XmlTextReader GetCharSafeXMLTextReader(string fileName)
{
    try
    {
        MemoryStream ms = new MemoryStream();
        StreamReader sr = new StreamReader(fileName);
        StreamWriter sw = new StreamWriter(ms);
        string temp;
        while ((temp = sr.ReadLine()) != null)
            sw.WriteLine(temp.Replace(((char)4).ToString(), "").Replace(((char)0x14).ToString(), ""));

        sw.Flush();
        sr.Close();
        ms.Seek(0, SeekOrigin.Begin);
        return new XmlTextReader(ms);
    }
    catch (Exception exp)
    {
        throw new Exception("Error parsing file: " + fileName + " " + exp.Message, exp.InnerException);
    }
}

My gut is saying there should be a better/faster way to do this. (And yes, getting the third party to fix their XMLs would be great, but it's not happening at this point.)
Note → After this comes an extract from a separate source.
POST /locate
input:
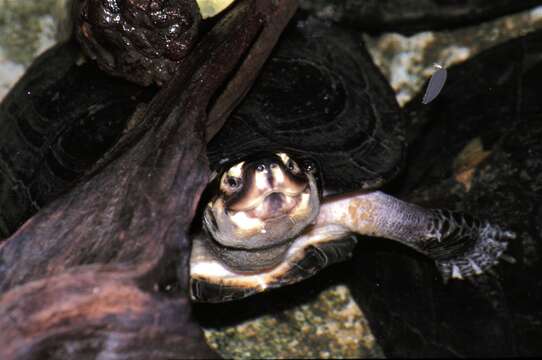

EDIT: Here is the final solution, based on cfeduke's answer:


    public class SanitizedStreamReader : StreamReader
    {
        public SanitizedStreamReader(string filename) : base(filename) { }
        /* other ctors as needed */
        // this is the only one that XmlTextReader appears to use but
        // it is unclear from the documentation which methods call each other
        // so best bet is to override all of the Read* methods and Peek
        public override string ReadLine()
        {
            return Sanitize(base.ReadLine());
        }

        public override int Read()
        {
            int temp = base.Read();
            while (temp == 0x4 || temp == 0x14)
                temp = base.Read();
            return temp;
        }

        public override int Peek()
        {
            int temp = base.Peek();
            while (temp == 0x4 || temp == 0x14)
            {
                temp = base.Read();
                temp = base.Peek();
            }
            return temp;
        }

        public override int Read(char[] buffer, int index, int count)
        {
            int temp = base.Read(buffer, index, count);
            for (int x = index; x < buffer.Length; x++)
            {
                if (buffer[x] == 0x4 || buffer[x] == 0x14)
                {
                    for (int a = x; a < buffer.Length - 1; a++)
                        buffer[a] = buffer[a + 1];
                    temp--; //decrement the number of characters read
                }  
            }
            return temp;
        }

        private static string Sanitize(string unclean)
        {
            if (unclean == null)
                return null;
            if (String.IsNullOrEmpty(unclean))
                return "";
            return unclean.Replace(((char)4).ToString(), "").Replace(((char)0x14).ToString(), "");
        }
    }

Solution

  • Sanitizing data is important. Sometimes edge cases - invalid characters in "XML" - do occur. Your solution is correct. If you want a solution that fits into the .NET framework in regards to streaming restructure your code to fit into its own Stream:

    public class SanitizedStreamReader : StreamReader {
      public SanitizedStreamReader(string filename) : base(filename) { }
      /* other ctors as needed */
    
      // it is unclear from the documentation which methods call each other
      // so best bet is to override all of the Read* methods and Peak
      public override string ReadLine() {
        return Sanitize(base.ReadLine());
      }
    
      // TODO override Read*, Peak with a similar logic as this.ReadLine()
      // remember Read(Char[], Int32, Int32) to modify the return value by
      // the number of removed characters
    
      private static string Sanitize(string unclean) {
        if (String.IsNullOrEmpty(unclean)
          return "";
        return unclean.Replace(((char)4).ToString(), "").Replace(((char)0x14);
      }
    }
    

    With this new SanitizedStreamReader you'll be able to chain it into processing streams as necessary, rather than relying on a magic method to clean things and present you with an XmlTextReader:

    return new XmlTextReader(new SanitizedStreamReader("filename.xml"));
    

    Admittedly this may be more work than necessary but you will gain flexibility from this approach.